One thing most of us dream about is retirement, preferably sooner rather than later, too. So a question we naturally ask ourselves is how big will our portfolios have to be to sustain us indefinitely in retirement. Let's look at an example.

The first task is to decide what level of annual income (in today's dollars) you will need to maintain the lifestyle you want. Be realistic, though. If you expect your retirement income to be significantly higher than you ever earned while working, you may well never get there.

Let's assume a nice round number of $50,000. That's not Park Avenue, but if you own your home and are debt free, most of us could live quite well on $50,000 a year. If that's not enough, just adjust the figure to suit you.

To generate $50,000 a year comfortably, you will probably need a stock portfolio of at least ten times that much, or $500,000. With such a portfolio, you would need a 10% return to meet your annual spending needs. From someone who advocates the Dow Approach and its long-term track record of more than 20% gains, you're probably wondering why I'm suggesting you need such a big cushion. The reason is two-fold.

First, there's no guarantee the market will do well in any given period, so it helps to have a cushion in case the market under-performs. So, if you need to spend more than your 10% target in a year during a bad stretch, it's not devastating. When the market and your portfolio recovers, you should be able to recoup the shortfall in a year or two. Ideally, you would have an even bigger margin for down periods -- a plan, perhaps, to spend only 5% to 7% a year rather than the 10% I'm using in this example.

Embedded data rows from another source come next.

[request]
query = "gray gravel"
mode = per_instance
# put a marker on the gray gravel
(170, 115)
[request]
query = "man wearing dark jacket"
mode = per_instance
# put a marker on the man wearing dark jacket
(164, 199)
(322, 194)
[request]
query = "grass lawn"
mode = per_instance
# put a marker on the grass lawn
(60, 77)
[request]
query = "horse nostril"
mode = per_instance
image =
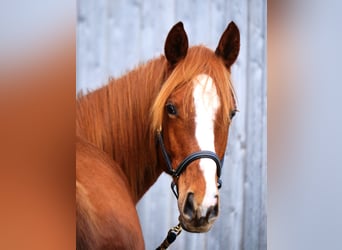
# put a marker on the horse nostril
(189, 208)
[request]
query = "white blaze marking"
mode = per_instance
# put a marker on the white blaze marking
(206, 105)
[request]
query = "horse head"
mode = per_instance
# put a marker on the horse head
(198, 103)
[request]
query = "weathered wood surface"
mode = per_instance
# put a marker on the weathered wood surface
(113, 36)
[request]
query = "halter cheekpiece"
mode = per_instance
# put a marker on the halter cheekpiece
(186, 162)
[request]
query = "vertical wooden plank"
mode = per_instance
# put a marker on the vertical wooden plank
(114, 36)
(254, 225)
(91, 39)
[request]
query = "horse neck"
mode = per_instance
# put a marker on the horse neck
(116, 119)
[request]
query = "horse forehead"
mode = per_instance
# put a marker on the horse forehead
(205, 94)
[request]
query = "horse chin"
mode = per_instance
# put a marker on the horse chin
(193, 226)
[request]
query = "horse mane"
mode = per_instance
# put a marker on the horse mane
(199, 60)
(122, 117)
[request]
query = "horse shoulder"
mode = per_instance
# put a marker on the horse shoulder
(105, 212)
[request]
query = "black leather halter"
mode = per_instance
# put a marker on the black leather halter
(186, 162)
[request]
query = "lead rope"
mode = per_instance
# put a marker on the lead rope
(171, 237)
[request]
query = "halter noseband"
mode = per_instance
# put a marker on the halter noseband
(186, 162)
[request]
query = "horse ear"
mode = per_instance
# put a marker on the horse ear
(229, 45)
(176, 44)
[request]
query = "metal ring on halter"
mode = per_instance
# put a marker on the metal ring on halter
(186, 162)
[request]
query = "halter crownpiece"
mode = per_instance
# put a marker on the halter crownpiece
(186, 162)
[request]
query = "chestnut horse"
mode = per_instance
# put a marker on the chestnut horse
(170, 114)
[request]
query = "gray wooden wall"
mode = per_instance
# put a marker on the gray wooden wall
(113, 36)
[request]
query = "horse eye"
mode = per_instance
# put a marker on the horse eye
(171, 109)
(232, 114)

Second, you want to spend less than you expect to achieve in earnings so you leave room for portfolio growth. If your portfolio is growing at 15% to 20% a year and you're only spending 7% to 10% of the profits each year, you still have compounding taking place, which more than adequately covers inflation and gives you an even bigger cushion in future years.

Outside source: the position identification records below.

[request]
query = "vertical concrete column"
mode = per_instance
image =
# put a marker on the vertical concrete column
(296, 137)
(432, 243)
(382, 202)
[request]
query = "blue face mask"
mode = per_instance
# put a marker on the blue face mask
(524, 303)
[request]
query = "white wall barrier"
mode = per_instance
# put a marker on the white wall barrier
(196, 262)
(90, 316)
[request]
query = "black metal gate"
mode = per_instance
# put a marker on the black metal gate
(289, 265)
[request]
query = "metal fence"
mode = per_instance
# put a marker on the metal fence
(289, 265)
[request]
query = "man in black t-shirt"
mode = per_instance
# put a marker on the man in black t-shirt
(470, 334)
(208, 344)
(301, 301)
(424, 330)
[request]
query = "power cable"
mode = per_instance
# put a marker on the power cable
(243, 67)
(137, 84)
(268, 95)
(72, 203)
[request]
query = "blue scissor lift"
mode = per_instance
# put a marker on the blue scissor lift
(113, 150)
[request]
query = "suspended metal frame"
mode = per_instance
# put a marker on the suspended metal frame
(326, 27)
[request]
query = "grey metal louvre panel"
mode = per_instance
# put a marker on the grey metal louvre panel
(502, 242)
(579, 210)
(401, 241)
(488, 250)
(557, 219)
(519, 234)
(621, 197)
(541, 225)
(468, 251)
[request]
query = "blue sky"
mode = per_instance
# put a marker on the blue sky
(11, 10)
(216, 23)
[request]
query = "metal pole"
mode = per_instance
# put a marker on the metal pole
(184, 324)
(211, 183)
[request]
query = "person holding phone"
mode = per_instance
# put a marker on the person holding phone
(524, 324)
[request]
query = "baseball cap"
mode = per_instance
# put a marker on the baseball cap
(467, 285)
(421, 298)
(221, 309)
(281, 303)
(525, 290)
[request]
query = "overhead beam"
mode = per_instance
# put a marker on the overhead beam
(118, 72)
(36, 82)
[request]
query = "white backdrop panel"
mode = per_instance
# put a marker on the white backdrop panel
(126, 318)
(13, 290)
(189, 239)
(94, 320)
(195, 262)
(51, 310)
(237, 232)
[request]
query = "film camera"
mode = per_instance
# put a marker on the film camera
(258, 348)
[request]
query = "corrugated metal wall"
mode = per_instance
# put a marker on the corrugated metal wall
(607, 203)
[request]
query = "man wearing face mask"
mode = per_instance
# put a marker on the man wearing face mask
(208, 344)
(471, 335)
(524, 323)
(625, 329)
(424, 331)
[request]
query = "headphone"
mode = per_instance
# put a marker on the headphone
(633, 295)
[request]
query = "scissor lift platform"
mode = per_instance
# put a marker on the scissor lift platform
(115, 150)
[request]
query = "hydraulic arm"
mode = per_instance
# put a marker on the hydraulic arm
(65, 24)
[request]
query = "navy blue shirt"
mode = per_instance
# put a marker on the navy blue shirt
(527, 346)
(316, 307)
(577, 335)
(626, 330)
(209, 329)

Okay, so now you know what you want to spend each year in today's dollars ($50,000), and how much you need to sustain that allowance in today's dollars (a minimum of $500,000). How much will you need in future dollars to achieve that goal? Assuming a 4% annual rate of inflation, let's say you're starting with $10,000 and will achieve 20% returns using the Dow Approach. If you don't add another penny to your portfolio (a very UnFoolish thing to do), it will take 27 years and 5 months to reach the equivalent of a $500,000 portfolio in today's dollars (or $1.46 million in 2024 dollars).

Of course, you reduce that time until retirement each time you add to your portfolio over the years. For example, if you add $2,000 a year, the time until retirement shrinks from 27 years, 5 months to 22 years. If you add $4,000, you can reach your goal in 19 years.

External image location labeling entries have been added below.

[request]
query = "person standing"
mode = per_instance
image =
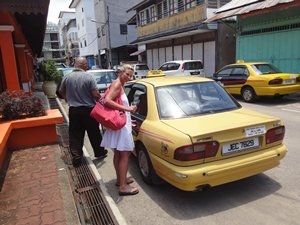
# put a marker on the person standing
(80, 91)
(121, 141)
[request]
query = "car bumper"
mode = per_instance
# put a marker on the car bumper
(280, 90)
(219, 172)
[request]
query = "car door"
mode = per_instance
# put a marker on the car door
(137, 96)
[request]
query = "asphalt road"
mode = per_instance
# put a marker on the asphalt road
(269, 198)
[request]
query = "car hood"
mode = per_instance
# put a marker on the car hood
(215, 123)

So if your goal is to live on your investments, figure out how much you want to spend each year, multiply that by at least ten to get the required base portfolio in today's dollars, and then adjust that for inflation of roughly 4% a year to see how long it will take you to retire comfortably. With Foolish diligence, patience, and disciplined saving, you can get there from here. And when we all get there, let's meet for a drink in the 19th Hole. The first round is on you!